The sudden emergence of Gregorian chant as a huge musical trend was one of the weirder phenomenons of the 90s – centuries-old music preserved by a group of singers isolated from the rest of the world suddenly became all the rage, briefly displacing flagpole-sitting and the Charleston as the national mania.

It became really trendy as the result of Enigma's "Sadeness Part 1," and the subsequent Chant CDs soured me on the whole thing … I still enjoyed the music, but couldn't stand to be around it anymore.
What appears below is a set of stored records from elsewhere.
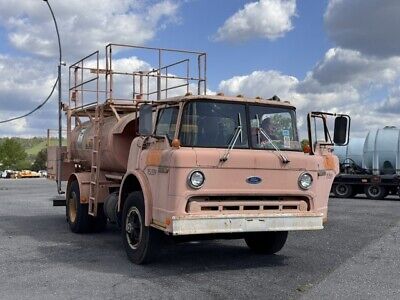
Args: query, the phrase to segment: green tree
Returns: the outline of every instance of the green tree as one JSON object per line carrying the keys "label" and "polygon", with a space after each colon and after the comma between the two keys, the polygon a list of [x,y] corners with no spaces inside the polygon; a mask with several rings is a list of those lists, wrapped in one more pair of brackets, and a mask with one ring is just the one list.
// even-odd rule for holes
{"label": "green tree", "polygon": [[20,170],[29,166],[27,154],[22,145],[14,138],[7,138],[0,145],[0,162],[3,169]]}
{"label": "green tree", "polygon": [[46,170],[46,162],[47,162],[47,149],[44,148],[39,151],[36,155],[35,161],[32,165],[32,170],[39,171],[39,170]]}

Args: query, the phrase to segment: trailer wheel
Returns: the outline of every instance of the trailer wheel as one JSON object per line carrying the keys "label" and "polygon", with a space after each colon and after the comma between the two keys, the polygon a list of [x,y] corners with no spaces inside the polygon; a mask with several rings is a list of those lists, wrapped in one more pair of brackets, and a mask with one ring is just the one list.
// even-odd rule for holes
{"label": "trailer wheel", "polygon": [[129,260],[135,264],[149,263],[159,250],[160,232],[145,226],[142,192],[132,192],[122,211],[122,241]]}
{"label": "trailer wheel", "polygon": [[368,185],[365,187],[365,195],[369,199],[381,200],[387,196],[386,188],[381,185]]}
{"label": "trailer wheel", "polygon": [[333,187],[333,193],[338,198],[351,198],[354,196],[353,187],[349,184],[335,184]]}
{"label": "trailer wheel", "polygon": [[287,231],[252,232],[246,234],[244,240],[255,253],[274,254],[283,248],[287,236]]}
{"label": "trailer wheel", "polygon": [[72,232],[83,233],[90,229],[90,216],[88,205],[80,201],[79,184],[76,180],[72,181],[67,194],[66,214],[69,228]]}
It's like when my first girlfriend posed for Playboy's "Women of Taco Bell" pictorial … I mean, she was still super hot, but she may as well have had come all over her face, all the time.
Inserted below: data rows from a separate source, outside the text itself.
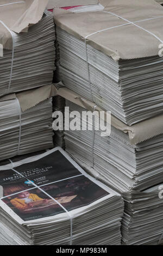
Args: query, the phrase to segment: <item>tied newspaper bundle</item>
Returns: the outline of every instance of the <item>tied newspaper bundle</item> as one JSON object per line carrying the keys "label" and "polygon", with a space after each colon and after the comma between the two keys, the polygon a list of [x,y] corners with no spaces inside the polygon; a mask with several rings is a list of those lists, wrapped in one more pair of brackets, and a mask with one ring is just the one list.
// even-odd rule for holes
{"label": "tied newspaper bundle", "polygon": [[121,196],[60,148],[11,162],[0,167],[1,244],[121,244]]}
{"label": "tied newspaper bundle", "polygon": [[1,160],[53,147],[52,88],[1,98]]}
{"label": "tied newspaper bundle", "polygon": [[47,8],[54,7],[65,7],[78,5],[97,5],[98,0],[49,0]]}
{"label": "tied newspaper bundle", "polygon": [[52,15],[41,19],[47,2],[1,1],[0,96],[52,83],[55,32]]}
{"label": "tied newspaper bundle", "polygon": [[[59,94],[67,95],[67,99],[72,100],[66,101],[70,112],[75,110],[76,113],[81,113],[87,110],[83,105],[88,108],[91,106],[92,109],[95,108],[93,103],[91,105],[88,101],[80,99],[77,94],[61,90],[59,90]],[[79,124],[78,118],[76,117],[76,122]],[[163,186],[160,184],[163,181],[162,146],[161,136],[156,136],[156,131],[163,133],[162,120],[162,115],[159,118],[152,118],[131,127],[112,117],[111,124],[114,126],[111,126],[110,137],[101,137],[103,131],[82,131],[82,126],[77,125],[79,130],[65,132],[66,151],[87,172],[118,191],[124,199],[122,230],[122,242],[125,245],[162,242]],[[84,127],[88,127],[84,120],[80,121]],[[157,124],[158,127],[154,124]],[[130,136],[122,131],[129,132],[129,129]],[[148,136],[148,140],[138,143],[139,139],[146,140]],[[150,139],[151,137],[153,138]],[[133,144],[134,142],[138,144]]]}
{"label": "tied newspaper bundle", "polygon": [[103,10],[56,8],[61,80],[129,125],[162,112],[162,7],[103,1]]}
{"label": "tied newspaper bundle", "polygon": [[123,194],[123,244],[162,244],[162,184],[143,192],[132,191]]}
Having sold back my VoxBox chant disc ages ago, I recently decided to get a new one, the statute of limitations having expired now that the trend is officially several years past dead. (Hopefully I will not, according to this same logic, start buying "new swing" CDs in 2007.)

So now I was faced with the interesting task of selecting which one to get … I mean, the purist in me wouldn't allow me to get a Chant CD, but the aesthete in me would not allow me to get a boring, stodgy old Deutsche Grammophone issue. Clearly some middle ground could be had.

So, for anyone seeking "the" chant CD to buy, but for whom Chant is not acceptable, I highly recommend this one on the Music Club label. I've slowly been developing trust for that label, which I initially found to be quite dubious especially given the Music Club moniker (seemed too cheesy to be good) and the low prices (certainly must denote substandard product, right?).

But honestly, when they've got a compilation out in a given genre, it's usually the one to have, especially if your interest in the style is cursory. They've even done several collections that cover areas I haven't seen other labels tackle (particularly the South African jazz compilations they've put out … highly recommended).

For chant, you're as well off with this disc as with any other – it features the Benedictine Monks of Santo Domingo de Silos (the same chorus featured in the Chant series) with recordings culled from their releases on Angel Records. The pleasing cover seals the deal.

I listen to a lot of chant-type music, and there is a great deal of variety to it, but as far as the specific style of Gregorian chant, there's really no need to have more than one disc. Soothing, gorgeous unison voices set in cloistered echo … once again, essential listening, now that pop culture has moved on.

And while there is an undeniable comic element in listening to this stuff in the wake of its huge popularity (it's a genuine music retail cliché at this point), the sneering disappears after like ten seconds.

It's great for contemplation, meditation, reading, studying, masturbating, fornicating, postulating, cross-dressing, pick-pocketing, and shitting your pants.

Yikes, maybe I should take a break, the quality control seems to be going way down.